Ce sont des personnes qui ont beaucoup voyagé, et qui, pendant des années, continuent à cheminer laborieusement, depuis leur arrivée en Italie, pour acquérir des droits que nous ne donnons que chichement. Ce sont des histoires pleines de douleurs, et parfois de rage, que chaque personne exprime avec des nuances propres. Les rassembler et les écrire dans un livre n’a pas été facile.
Les pages de ce livre sont le fruit de nombreuses rencontres, parfois émouvantes et riches, parfois difficiles et chargées d’embarras. La plus grande partie des personnes qui ont accepté de partager leur expérience de vie n’auraient sans doute pas été prêtes pour une interview selon les règles. Nous avons donc procédé par essais, cherchant à respecter les tempos, les exigences et les modalités que nous suggéraient, implicitement ou explicitement, les protagonistes de ces histoires.
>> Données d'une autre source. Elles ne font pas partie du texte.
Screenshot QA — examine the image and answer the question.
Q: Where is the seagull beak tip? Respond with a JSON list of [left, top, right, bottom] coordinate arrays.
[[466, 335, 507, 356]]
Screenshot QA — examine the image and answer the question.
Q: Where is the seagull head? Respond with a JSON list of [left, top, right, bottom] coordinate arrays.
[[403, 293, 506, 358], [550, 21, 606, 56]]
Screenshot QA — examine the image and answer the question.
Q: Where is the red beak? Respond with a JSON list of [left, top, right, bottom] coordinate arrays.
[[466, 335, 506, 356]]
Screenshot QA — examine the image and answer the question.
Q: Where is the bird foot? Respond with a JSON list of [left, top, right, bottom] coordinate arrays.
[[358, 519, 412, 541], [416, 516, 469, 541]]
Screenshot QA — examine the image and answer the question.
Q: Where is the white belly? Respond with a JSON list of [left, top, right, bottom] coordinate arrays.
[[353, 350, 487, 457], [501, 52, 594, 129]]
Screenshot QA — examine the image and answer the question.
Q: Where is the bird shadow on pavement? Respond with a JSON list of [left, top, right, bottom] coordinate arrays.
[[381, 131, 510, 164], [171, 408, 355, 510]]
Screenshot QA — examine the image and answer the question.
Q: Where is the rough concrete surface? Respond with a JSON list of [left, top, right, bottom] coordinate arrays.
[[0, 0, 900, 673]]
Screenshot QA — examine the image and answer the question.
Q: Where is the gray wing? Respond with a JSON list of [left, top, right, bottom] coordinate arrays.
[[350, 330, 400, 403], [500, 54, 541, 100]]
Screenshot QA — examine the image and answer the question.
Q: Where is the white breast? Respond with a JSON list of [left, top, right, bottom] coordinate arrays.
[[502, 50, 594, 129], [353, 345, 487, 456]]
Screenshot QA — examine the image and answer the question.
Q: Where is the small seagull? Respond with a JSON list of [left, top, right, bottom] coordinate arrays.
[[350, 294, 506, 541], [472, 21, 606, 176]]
Les réfugiés sont très souvent contraints de raconter leur histoire : devant la commission qui doit décider de leur demande d’asile, et, avant cela, aux médecins qui doivent certifier les mauvais traitements qu’ils ont subis, les travailleurs juridiques ou sociaux des services d’accueil. Pendant les longs mois d’attente de l’entretien devant la commission, leur expérience dramatique propre devient « l’histoire habituelle », un cas parmi tant d’autres, une suite de faits. Nous avons rapidement compris qu’il importait de sortir de ces rails bureaucratiques, et de revenir à un dialogue entre des personnes. Les récits proviennent des moments passés devant un capuccino dans un bar, ou dans un train, ou dans les rues, ou en commentant les objets d’une vitrine de magasin, ou dans la cuisine d’une maison louée difficilement. Elles sont surtout le fruit d’une relation d’amitié et de confiance, le fruit d’une rencontre avec des personnes qui ont beaucoup à dire à la société qui les accueille, parfois avec indifférence ou suspicion.
La fraternité est une réalité paradoxale, une réalité à construire aux lieux mêmes où pourraient nous dominer les tentations du repli, de la fermeture ou du rejet. Avec les réfugiés, c’est d’une fraternité à dimension universelle – non point abstraite, mais patiemment construite dans le réel de l’accueil – qu’il s’agit. Ce que nous sommes invités à vivre avec les réfugiés, c’est certes d’assurer une protection et une sécurité à des personnes menacées, c’est certes aussi tenter de subvenir à des besoins et de faire respecter des droits ; mais c’est surtout, semble-t-il, accompagner et se mettre au service d’un projet, entendre la dynamique d’une existence au travers des mots qui la racontent ; bref, c’est accueillir la promesse qui se cache dans le parcours d’un réfugié : « ta vie a un avenir ».